В ее голосе вдруг прозвучала теплота по отношению ко мне.
— Я полагала, что Фронт сопротивления в Палестине, — сказала она. — Я не собираюсь прожить свою жизнь, обороняясь от жизни Жанно. Негодование, протест, бунт по всей линии всегда превращает тех, кто избрал этот путь, в жертвы. Доля бунта, но и доля принятия тоже, только так. Я готова до известной степени остепениться. Я тебе сейчас скажу, до какой именно степени я готова остепениться: у меня будут дети. Семья. Настоящая семья, с детьми, и у каждого две руки и две ноги.
Я весь покрылся мурашками. Семья. Они побежали вдоль спины до ягодиц.
Она засмеялась, подошла ко мне и в качестве поддержки положила мне руку на плечо.
— Извини. Я тебя испугала.
— Нет, все будет в порядке, немного больше, немного меньше… Она вернула мне фотографию мадемуазель Коры в образе чайки.

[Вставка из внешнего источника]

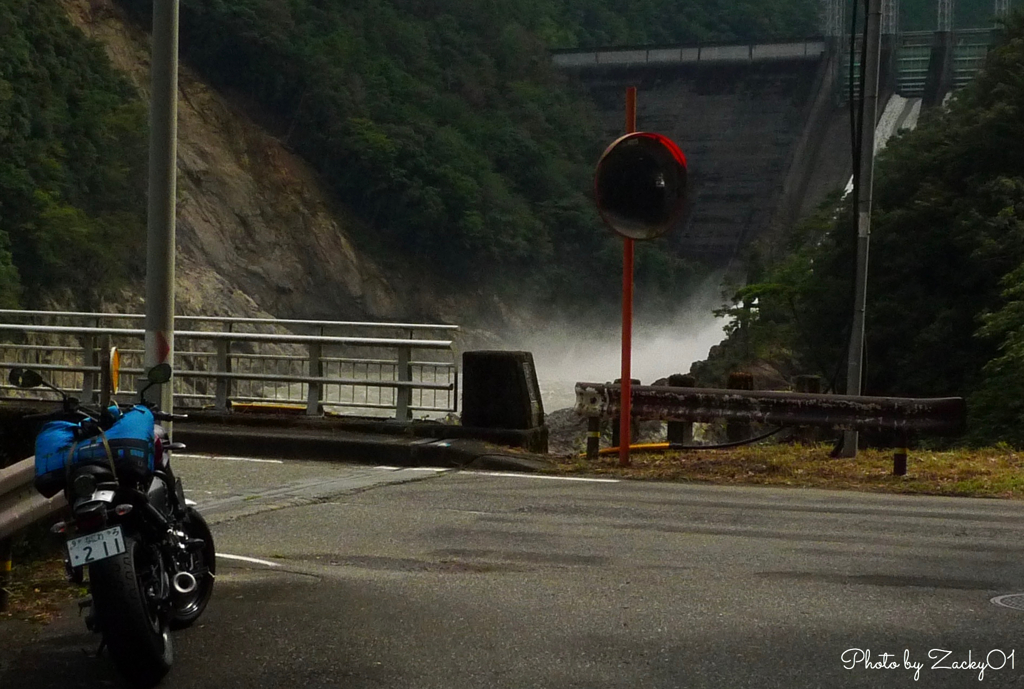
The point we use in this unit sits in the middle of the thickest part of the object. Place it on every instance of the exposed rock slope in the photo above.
(255, 232)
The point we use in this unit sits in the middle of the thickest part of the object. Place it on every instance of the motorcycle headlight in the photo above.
(84, 485)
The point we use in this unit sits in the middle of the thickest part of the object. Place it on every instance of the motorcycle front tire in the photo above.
(187, 608)
(136, 633)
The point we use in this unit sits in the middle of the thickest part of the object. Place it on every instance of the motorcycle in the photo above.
(150, 554)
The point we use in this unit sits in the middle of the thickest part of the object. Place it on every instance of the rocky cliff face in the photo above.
(255, 231)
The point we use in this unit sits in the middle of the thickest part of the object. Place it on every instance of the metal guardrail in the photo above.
(221, 361)
(936, 417)
(20, 506)
(660, 56)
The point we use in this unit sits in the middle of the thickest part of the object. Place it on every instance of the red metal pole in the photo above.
(627, 375)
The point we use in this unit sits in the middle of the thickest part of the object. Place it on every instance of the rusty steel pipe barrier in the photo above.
(945, 416)
(20, 506)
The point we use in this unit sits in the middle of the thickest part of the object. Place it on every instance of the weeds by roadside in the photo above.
(39, 590)
(994, 472)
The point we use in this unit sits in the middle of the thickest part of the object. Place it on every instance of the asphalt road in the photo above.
(406, 578)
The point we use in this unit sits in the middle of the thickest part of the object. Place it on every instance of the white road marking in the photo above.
(243, 558)
(548, 478)
(226, 459)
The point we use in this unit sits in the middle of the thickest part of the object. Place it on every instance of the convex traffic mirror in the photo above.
(640, 185)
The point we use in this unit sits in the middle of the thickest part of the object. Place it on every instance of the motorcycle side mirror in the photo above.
(25, 378)
(159, 374)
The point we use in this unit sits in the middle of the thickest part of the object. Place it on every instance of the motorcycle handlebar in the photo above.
(164, 416)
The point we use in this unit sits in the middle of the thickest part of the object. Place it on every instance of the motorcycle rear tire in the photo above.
(136, 633)
(187, 608)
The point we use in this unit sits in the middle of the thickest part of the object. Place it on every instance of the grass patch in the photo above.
(39, 590)
(994, 472)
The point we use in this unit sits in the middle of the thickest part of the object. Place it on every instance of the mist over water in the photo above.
(567, 353)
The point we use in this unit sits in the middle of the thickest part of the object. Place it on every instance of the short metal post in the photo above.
(314, 390)
(681, 432)
(88, 377)
(593, 437)
(899, 457)
(223, 367)
(737, 431)
(5, 573)
(616, 423)
(808, 385)
(105, 375)
(403, 395)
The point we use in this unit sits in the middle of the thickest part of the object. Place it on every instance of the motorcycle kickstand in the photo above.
(99, 651)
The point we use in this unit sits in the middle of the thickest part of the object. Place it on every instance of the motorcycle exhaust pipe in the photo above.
(184, 583)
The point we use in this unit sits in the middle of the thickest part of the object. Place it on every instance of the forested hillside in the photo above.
(945, 311)
(72, 161)
(440, 123)
(443, 126)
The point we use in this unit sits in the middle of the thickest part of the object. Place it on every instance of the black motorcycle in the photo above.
(150, 554)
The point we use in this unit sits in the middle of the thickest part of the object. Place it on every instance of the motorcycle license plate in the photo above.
(95, 547)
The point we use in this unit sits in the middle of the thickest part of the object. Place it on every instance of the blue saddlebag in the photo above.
(130, 439)
(52, 444)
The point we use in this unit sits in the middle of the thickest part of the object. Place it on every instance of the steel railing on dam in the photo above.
(659, 56)
(372, 368)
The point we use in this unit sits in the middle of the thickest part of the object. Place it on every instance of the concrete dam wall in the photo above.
(764, 137)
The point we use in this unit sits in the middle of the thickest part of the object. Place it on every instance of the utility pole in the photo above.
(871, 57)
(835, 17)
(163, 192)
(890, 17)
(945, 16)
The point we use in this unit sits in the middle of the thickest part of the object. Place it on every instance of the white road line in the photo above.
(547, 478)
(226, 459)
(243, 558)
(436, 470)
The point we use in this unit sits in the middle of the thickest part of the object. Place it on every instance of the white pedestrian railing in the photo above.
(372, 368)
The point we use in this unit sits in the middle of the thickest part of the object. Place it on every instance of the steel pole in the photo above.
(626, 381)
(163, 191)
(872, 58)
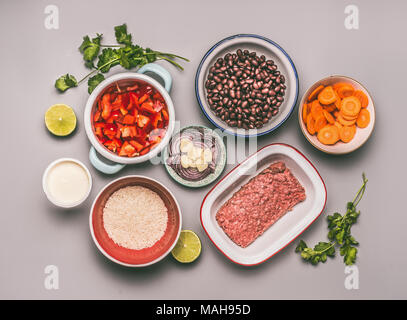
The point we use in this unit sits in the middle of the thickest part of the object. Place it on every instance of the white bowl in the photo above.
(122, 78)
(45, 187)
(288, 227)
(260, 45)
(361, 136)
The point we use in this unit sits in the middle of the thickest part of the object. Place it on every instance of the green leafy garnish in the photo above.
(90, 49)
(65, 82)
(339, 235)
(124, 53)
(94, 81)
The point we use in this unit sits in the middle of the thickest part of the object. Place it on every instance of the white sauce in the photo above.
(67, 183)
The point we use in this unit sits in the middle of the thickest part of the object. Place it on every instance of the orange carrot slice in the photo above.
(315, 93)
(363, 119)
(328, 117)
(316, 109)
(364, 100)
(305, 112)
(345, 90)
(346, 133)
(320, 122)
(327, 96)
(310, 124)
(350, 106)
(328, 135)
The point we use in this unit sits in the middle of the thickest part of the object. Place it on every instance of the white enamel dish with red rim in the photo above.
(288, 227)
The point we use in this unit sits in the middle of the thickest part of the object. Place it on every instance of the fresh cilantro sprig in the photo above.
(339, 235)
(101, 58)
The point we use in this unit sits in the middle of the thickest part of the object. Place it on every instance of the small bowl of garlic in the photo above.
(195, 156)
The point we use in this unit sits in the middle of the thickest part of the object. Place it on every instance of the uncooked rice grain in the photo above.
(135, 217)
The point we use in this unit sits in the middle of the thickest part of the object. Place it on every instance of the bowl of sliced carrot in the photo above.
(337, 115)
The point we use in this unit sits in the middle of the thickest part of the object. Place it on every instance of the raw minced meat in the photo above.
(259, 204)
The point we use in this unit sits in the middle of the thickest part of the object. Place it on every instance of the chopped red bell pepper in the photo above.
(148, 106)
(128, 119)
(142, 120)
(106, 106)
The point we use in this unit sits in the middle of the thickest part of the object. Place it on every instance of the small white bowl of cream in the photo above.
(67, 182)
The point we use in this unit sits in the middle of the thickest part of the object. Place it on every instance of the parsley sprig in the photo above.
(339, 235)
(124, 53)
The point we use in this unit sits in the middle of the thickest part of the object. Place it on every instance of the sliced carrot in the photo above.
(338, 125)
(337, 85)
(364, 100)
(320, 122)
(346, 133)
(315, 93)
(328, 117)
(363, 119)
(328, 135)
(316, 109)
(310, 124)
(348, 118)
(305, 112)
(345, 122)
(345, 90)
(338, 103)
(327, 96)
(350, 106)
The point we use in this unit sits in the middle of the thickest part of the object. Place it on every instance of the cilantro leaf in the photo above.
(107, 59)
(65, 82)
(90, 48)
(121, 34)
(94, 81)
(339, 234)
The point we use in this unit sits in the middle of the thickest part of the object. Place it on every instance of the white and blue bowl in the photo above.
(260, 45)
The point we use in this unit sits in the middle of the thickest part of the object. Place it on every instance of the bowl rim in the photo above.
(246, 35)
(289, 242)
(44, 182)
(88, 118)
(197, 185)
(306, 134)
(107, 255)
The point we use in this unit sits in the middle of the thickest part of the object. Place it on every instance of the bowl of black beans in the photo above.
(246, 85)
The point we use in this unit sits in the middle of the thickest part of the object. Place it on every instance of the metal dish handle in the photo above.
(159, 71)
(103, 166)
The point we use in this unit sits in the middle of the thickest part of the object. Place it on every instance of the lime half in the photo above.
(188, 247)
(60, 119)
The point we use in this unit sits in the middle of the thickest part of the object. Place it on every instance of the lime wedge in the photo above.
(60, 119)
(188, 247)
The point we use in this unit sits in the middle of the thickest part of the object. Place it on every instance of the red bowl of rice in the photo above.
(127, 234)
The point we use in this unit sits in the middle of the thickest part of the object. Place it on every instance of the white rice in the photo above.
(135, 217)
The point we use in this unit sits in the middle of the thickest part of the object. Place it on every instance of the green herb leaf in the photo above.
(90, 48)
(339, 234)
(65, 82)
(108, 58)
(121, 34)
(94, 81)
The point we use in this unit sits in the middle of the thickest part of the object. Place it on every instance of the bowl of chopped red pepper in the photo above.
(129, 118)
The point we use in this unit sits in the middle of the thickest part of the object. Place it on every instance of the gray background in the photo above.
(35, 234)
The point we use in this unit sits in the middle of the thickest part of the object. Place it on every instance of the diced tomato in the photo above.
(136, 145)
(106, 106)
(158, 106)
(148, 106)
(143, 98)
(165, 115)
(123, 111)
(128, 119)
(157, 117)
(96, 117)
(128, 149)
(142, 120)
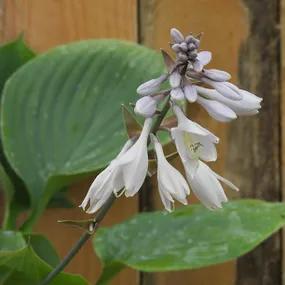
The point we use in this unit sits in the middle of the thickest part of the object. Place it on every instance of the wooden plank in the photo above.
(219, 20)
(49, 23)
(282, 122)
(255, 142)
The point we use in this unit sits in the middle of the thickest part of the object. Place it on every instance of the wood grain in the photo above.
(47, 23)
(282, 122)
(225, 26)
(255, 142)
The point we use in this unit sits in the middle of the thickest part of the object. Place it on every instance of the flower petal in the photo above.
(217, 75)
(177, 94)
(175, 79)
(146, 106)
(204, 57)
(206, 187)
(217, 110)
(152, 86)
(190, 93)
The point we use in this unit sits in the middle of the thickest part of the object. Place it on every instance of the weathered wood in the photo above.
(49, 23)
(219, 20)
(254, 152)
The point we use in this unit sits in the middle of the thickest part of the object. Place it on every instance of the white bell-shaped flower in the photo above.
(134, 162)
(203, 58)
(225, 88)
(248, 105)
(217, 110)
(152, 86)
(146, 106)
(192, 141)
(107, 182)
(171, 183)
(207, 187)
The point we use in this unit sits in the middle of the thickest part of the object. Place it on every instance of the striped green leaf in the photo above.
(61, 114)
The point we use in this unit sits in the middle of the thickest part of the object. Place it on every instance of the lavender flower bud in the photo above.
(151, 86)
(175, 79)
(190, 92)
(146, 106)
(177, 94)
(176, 36)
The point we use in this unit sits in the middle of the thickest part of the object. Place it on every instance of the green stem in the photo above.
(99, 217)
(82, 240)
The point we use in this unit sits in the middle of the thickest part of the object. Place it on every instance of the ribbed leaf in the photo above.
(21, 265)
(12, 56)
(188, 238)
(61, 112)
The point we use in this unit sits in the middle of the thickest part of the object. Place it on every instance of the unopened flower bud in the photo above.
(151, 86)
(183, 46)
(146, 106)
(176, 47)
(175, 79)
(176, 36)
(182, 56)
(177, 94)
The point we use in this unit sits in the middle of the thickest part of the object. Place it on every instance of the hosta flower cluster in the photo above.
(187, 79)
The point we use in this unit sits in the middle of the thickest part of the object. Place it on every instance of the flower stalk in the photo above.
(93, 226)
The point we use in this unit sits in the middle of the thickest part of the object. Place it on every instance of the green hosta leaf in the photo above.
(20, 264)
(8, 188)
(43, 248)
(188, 238)
(61, 112)
(12, 56)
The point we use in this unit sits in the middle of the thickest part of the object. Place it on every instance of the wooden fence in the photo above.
(245, 38)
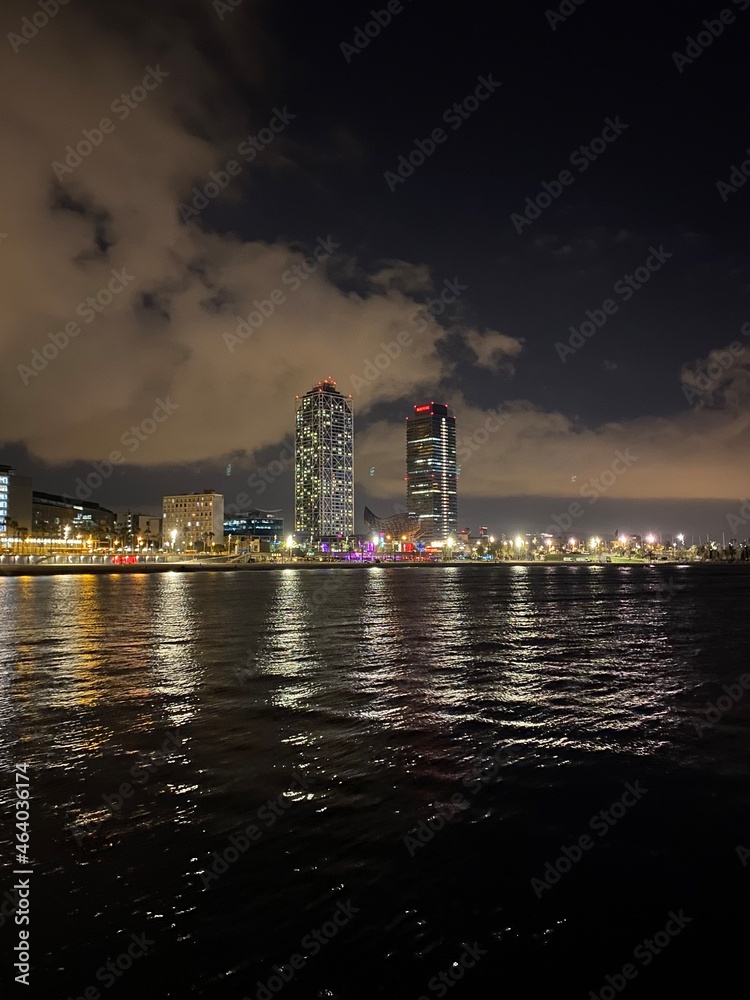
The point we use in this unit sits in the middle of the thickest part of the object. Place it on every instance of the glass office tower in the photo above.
(324, 463)
(431, 472)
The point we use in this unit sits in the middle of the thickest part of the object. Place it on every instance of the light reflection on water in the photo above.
(387, 689)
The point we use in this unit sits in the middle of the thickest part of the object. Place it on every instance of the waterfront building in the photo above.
(431, 470)
(256, 524)
(143, 526)
(324, 463)
(53, 513)
(193, 521)
(15, 501)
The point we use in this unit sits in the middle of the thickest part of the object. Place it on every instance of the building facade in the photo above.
(143, 526)
(324, 463)
(15, 501)
(193, 521)
(54, 513)
(256, 524)
(431, 470)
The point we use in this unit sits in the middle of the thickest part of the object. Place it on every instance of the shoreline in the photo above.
(98, 569)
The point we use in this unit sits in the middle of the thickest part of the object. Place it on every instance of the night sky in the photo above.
(518, 101)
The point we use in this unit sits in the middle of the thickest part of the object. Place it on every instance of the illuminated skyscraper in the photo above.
(324, 463)
(431, 486)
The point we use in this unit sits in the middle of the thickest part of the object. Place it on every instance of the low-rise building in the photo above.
(15, 501)
(256, 524)
(193, 521)
(52, 513)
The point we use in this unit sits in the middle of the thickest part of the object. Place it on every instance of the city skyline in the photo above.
(284, 234)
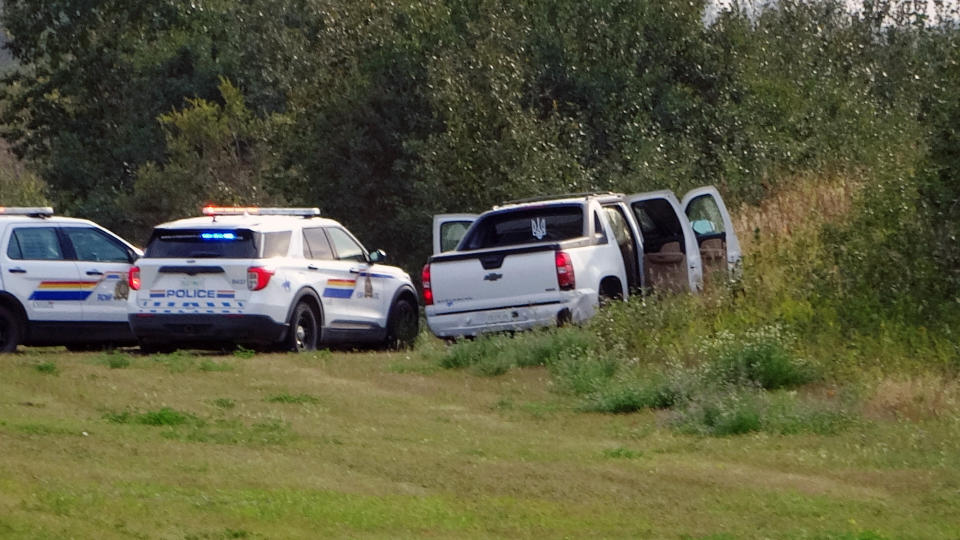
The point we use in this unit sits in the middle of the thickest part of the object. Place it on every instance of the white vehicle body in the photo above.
(513, 267)
(296, 280)
(648, 240)
(62, 280)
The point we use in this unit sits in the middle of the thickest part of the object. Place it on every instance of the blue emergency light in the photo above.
(218, 236)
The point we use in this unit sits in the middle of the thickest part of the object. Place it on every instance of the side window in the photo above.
(347, 248)
(276, 244)
(704, 214)
(619, 224)
(316, 244)
(598, 231)
(93, 245)
(450, 234)
(35, 243)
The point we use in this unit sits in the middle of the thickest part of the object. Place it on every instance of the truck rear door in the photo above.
(711, 223)
(448, 229)
(671, 258)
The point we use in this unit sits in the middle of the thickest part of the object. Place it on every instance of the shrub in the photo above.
(161, 417)
(738, 411)
(50, 368)
(758, 357)
(498, 353)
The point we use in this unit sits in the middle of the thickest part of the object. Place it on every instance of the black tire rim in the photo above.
(405, 328)
(305, 331)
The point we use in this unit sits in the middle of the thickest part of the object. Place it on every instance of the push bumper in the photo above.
(199, 328)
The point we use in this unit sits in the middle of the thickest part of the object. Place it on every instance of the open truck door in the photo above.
(448, 229)
(671, 258)
(711, 223)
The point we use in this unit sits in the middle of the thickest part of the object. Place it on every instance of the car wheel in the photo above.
(86, 347)
(11, 331)
(304, 329)
(403, 325)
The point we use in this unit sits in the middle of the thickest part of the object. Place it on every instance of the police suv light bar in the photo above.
(40, 211)
(257, 211)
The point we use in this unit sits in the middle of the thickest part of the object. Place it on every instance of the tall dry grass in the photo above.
(802, 205)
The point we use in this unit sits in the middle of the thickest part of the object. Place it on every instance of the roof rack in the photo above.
(32, 211)
(257, 211)
(559, 196)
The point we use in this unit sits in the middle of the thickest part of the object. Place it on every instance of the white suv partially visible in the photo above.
(267, 276)
(63, 281)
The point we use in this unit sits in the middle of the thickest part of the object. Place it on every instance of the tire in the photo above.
(403, 325)
(155, 347)
(304, 329)
(610, 291)
(87, 347)
(11, 330)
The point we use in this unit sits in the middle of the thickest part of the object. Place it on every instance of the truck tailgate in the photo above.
(494, 279)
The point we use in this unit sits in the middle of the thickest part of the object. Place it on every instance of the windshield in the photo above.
(526, 226)
(202, 244)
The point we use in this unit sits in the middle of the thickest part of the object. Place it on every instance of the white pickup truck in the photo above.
(548, 261)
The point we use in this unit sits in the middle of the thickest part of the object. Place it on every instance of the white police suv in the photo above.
(63, 281)
(262, 276)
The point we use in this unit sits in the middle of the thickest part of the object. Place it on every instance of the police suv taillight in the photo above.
(258, 277)
(427, 290)
(133, 278)
(566, 280)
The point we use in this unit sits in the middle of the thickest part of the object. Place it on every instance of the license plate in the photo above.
(191, 283)
(499, 317)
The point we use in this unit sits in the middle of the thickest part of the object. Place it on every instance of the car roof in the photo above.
(246, 221)
(51, 220)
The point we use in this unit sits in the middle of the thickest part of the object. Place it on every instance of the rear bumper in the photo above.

— Теперь отправляйся кататься на лодке.
— Нет, об этом и речи быть не может.
— Иди. Надень свой красивый наряд импрессионистов и иди. Я была в бешенстве, но это прошло.
— Насчет пояса это была неправда?
— Да. Ключ я оставлю под половичком.
— Хорошо, я пойду, раз ты настаиваешь. Это будет наше прощание. Я вспомнил про усы.
— А усы зачем?
— У них у всех тогда были усы. Время было такое.
Я был счастлив. В том смешном, что она находила во мне, теперь было больше веселья, чем печали, и даже еще что-то дополнительное, в награду за мое старание. Не бог весть что, но мне было хорошо от сознания, что это есть и что. я смогу к этому вернуться.
39
Мадемуазель Кора рассмеялась, увидев меня в шляпе канотье и в такой майке, какие носили в ту эпоху. Мне было приятно одеться так, как одевались восемьдесят лет назад, и мне хотелось бы жить в то время, точнее, в эпоху, когда на спутниках еще не доставляли мертвецов на дом и когда о многом можно было не иметь никакого понятия, это, бесспорно, здорово способствовало беспечной радости жизни. Я позвонил Тонгу и попросил его заехать за нами, а по пути к мадемуазель Коре заскочил в музей «Оранжери», чтобы посмотреть, похож ли я на молодого человека того времени.